Acho que te lembras da cadeira
que te cedi para te juntares aos teus amigos, em mesa larga, na esplanada do
Alex. O sol despedia-se, em reflexo quente, aceitando as preces das gaivotas em
bando.
Chegaste como todos os dias
daquele Setembro quente: fui colecionando os teus movimentos, as tuas
expressões, as tuas roupas quase não-roupas, os teus cabelos nas diferentes nuances que o sol compunha: tornei-me
antropólogo de ti.
Soltei a vontade de te ver de
novo, no dia seguinte ao nosso primeiro “encontro”; e no dia seguinte ao
segundo, e no dia seguinte ao enésimo em que te espero.
Algumas vezes, num recurso de
memória, regressas a mim no olhar que cruzamos. Repetes o mesmo sorriso e eu
reforço a esperança de me prender em ti. Sim, a esperança de passar de
não-livre a habitante do teu olhar.
Naquele Setembro, naquela vírgula
do teu encanto, nasceu em mim um novo caminho, um novo horizonte, muito para
além daquele em que o sol desaparecia.
O teu sorriso: o poder do se; a
beleza do sonho; a inquietação do impossível; a transgressão da tentativa; a
ousadia de querer.
Continuei a “suportar-te” na
companhia dos teus amigos; esses tinhosos carcereiros que não me davam paz.

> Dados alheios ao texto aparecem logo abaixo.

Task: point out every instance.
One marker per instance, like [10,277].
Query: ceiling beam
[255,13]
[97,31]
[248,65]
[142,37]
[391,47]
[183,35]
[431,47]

Valeu-me sempre a remanência dos teus olhos, das tuas gargalhadas, da alegria,
mesmo alheia, com que te vestias.
Gosto de ti, Luísa (sempre me
pareceu bem este nome para ti); gosto mais - para além do “nosso” princípio.
Hoje, chamo-me Fernando Morgado
Oteusorriso: sou subalterno a ele, submisso da esperança de o habitar. E gosto!
Hoje, neste fim de outro
Setembro, volto ao meu prontuário choninhas para guardar novos sorrisos teus e
tantas patetices minhas.
(Os Poderes – 1)
Fernando Morgado
Claro que fica entre nós. Não me revejo no teu julgamento em
praça pública.
Agradeço-te eternamente. Preciso mesmo de alguém como tu
para mitigar este meu receio. Confrontei-me estes anos todos com esse estigma.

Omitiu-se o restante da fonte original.